€600m winter plan 'won't fix endemic problems' in health system

Consultants have warned the €600m allocated for the health service in the winter plan won't go far enough. File Picture: Larry Cummins
The €600m funding injection for the HSE’s Winter Plan, while welcome, is an admission of sorts that the healthcare system is under-resourced and not working.
That is according to Dr Gabrielle Colleran, head of department in radiology in the National Maternity Hospital, who was speaking at the Irish Hospital Consultants Association (IHCA) annual conference.
“As we look at this plan, €600m is a lot of money in the context of the overall health budget.
"About €4.5bn goes to our acute hospitals, so €600m is a significant injection. It is multiples of what we got last year.
"The challenge for this winter budget is that in reality, we shouldn’t need such a budget.
“We should have adequate capacity for winter surges in our system. By virtue of the fact that we need it, it is almost an admission of failure that our current resourcing and strategy isn’t adequate and isn’t working.
“The €600m, while it is called the winter plan, in many ways it is the start of trying to address some of the chronic under-resourcing, a lack of infrastructure, the lack of staffing, that represents decades of under-investment in health,” she said.
Countries like Germany that are very successful view investment in healthcare as an investment in their population and want people living longer and happier lives, Ms Colleran said.
“It is an investment for them. In Ireland, we have traditionally looked at it as a negative thing, that increasing the spend in health is something that we have to try to avoid, and if we are doing anything more than inflation, it is almost a negative thing. In many ways, it is a change of mindset.”

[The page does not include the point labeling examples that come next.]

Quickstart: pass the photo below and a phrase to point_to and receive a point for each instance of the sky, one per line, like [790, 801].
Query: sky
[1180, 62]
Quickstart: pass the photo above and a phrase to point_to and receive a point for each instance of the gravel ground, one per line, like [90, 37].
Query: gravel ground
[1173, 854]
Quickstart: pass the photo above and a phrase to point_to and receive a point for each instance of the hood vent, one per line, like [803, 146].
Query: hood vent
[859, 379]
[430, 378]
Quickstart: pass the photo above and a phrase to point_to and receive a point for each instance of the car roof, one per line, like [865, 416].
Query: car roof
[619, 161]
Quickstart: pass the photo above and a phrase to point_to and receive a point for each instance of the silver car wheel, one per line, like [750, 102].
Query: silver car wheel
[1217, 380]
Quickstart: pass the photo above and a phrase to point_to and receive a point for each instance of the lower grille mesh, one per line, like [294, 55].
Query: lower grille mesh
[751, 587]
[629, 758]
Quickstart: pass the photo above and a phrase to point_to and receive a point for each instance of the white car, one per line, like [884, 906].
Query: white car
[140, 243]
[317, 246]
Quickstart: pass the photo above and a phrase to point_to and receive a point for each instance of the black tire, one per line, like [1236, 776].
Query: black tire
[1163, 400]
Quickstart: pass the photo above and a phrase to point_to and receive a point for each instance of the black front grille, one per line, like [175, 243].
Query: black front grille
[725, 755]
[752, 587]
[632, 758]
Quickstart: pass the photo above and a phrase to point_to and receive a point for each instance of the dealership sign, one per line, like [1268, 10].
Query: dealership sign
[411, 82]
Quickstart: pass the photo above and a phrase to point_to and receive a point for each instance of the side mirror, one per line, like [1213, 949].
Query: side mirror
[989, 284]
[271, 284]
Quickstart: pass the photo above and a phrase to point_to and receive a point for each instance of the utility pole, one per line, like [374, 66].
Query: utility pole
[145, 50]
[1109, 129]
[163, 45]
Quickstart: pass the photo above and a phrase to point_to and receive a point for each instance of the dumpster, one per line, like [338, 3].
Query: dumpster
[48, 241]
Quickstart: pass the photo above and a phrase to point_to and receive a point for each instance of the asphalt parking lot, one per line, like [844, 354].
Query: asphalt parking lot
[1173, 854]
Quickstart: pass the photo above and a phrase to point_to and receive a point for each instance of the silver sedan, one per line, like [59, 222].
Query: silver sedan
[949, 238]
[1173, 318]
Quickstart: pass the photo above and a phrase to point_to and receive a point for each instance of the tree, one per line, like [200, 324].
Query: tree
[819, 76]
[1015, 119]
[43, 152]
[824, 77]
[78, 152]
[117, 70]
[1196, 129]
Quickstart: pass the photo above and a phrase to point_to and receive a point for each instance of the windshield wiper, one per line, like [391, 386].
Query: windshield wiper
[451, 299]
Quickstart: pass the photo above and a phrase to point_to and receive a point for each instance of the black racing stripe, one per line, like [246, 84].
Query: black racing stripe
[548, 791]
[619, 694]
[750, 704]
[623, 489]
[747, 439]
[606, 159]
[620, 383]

While €600m is a lot, only €2.3m is allocated to cancer services, she said.
"That will have a knockdown effect on cancer outcomes. We don’t know what that is until more time evolves so we can compare this year with previous years. A lot of time there can be a lag.
“In reality, while €600m is a lot of money, is it going to be enough for us to be able to be confident that we will have the staff and capacity so that everybody needs access to staff and care this winter will have it?
"Most of us working in the sector are already concerned.”
Those concerns include rising seeing trolley numbers, scheduled care being cancelled, and staff testing positive for Covid-19, she said.
“The €600m will not fix the entrenched capacity, staffing, and infrastructure deficits, that unfortunately have been endemic in our healthcare system for over two decades.”